Trotzdem: Während Bio-Siegel den Tierschutz meist über die gesetzlichen Bestimmungen hinaus berücksichtigen, etwa bei Eingriffen am Tier und bei Schlachttransporten, ist das Tierwohl beim äußerst populären MSC–Siegel ein Totalausfall. Wo kämen wir denn da auch hin?

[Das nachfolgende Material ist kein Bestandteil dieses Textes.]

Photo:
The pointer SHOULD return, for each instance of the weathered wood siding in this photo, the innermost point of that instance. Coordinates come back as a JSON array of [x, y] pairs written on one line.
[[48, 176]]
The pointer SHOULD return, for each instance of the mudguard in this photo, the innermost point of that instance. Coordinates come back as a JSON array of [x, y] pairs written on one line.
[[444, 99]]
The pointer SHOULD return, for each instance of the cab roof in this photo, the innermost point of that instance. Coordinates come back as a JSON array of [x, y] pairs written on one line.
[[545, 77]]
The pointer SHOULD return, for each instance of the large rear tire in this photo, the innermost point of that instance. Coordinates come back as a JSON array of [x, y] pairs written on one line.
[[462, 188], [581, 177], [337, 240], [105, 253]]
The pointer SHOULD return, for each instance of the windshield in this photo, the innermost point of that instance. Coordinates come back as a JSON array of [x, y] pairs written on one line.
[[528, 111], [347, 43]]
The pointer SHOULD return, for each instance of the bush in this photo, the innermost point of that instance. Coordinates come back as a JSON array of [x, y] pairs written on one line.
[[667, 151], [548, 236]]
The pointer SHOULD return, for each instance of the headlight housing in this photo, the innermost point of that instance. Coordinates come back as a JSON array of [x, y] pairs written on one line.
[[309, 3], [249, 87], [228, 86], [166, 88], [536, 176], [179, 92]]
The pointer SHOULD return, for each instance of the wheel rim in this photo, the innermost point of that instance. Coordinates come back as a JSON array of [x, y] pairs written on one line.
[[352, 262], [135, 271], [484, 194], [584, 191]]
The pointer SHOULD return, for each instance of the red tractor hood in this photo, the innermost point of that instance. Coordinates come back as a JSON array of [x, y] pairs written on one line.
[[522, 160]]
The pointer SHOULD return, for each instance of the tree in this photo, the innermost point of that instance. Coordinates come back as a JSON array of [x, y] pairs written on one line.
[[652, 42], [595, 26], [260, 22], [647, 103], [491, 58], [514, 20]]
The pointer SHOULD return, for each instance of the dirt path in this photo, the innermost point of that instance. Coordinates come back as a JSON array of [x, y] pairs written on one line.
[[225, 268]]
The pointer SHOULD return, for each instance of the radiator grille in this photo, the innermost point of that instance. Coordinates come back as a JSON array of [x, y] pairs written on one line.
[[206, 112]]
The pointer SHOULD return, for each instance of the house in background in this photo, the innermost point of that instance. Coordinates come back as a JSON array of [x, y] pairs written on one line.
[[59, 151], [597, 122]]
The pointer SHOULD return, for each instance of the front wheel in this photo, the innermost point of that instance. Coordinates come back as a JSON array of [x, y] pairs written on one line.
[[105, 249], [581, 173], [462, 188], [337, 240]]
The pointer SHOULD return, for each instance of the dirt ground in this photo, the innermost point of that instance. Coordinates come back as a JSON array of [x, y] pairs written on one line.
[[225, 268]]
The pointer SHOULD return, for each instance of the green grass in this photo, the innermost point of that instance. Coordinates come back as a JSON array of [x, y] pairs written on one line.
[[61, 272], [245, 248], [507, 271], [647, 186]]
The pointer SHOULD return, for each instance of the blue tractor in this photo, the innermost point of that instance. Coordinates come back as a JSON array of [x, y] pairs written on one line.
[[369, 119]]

Schließlich, werden mir Fisch-„Liebhaber“ entgegenhalten, ist es unmöglich, Millionen Fische eines Fangs vor der Schlachtung fachgerecht zu betäuben. Aber warum, frage ich zurück, soll das nicht möglich sein? Dass es nicht gemacht wird, ist kein Beweis dafür, dass es nicht geht. Außerdem: Niemand muss in einer Wohlstandsgesellschaft Fisch essen. Auch prominente deutsche Schauspieler nicht. Wir haben eine Wahl.

Und wer meint, es doch zu müssen, sollte sich wenigstens darüber im Klaren sein, dass Fische nicht tot oder als Filet auf die Welt kommen.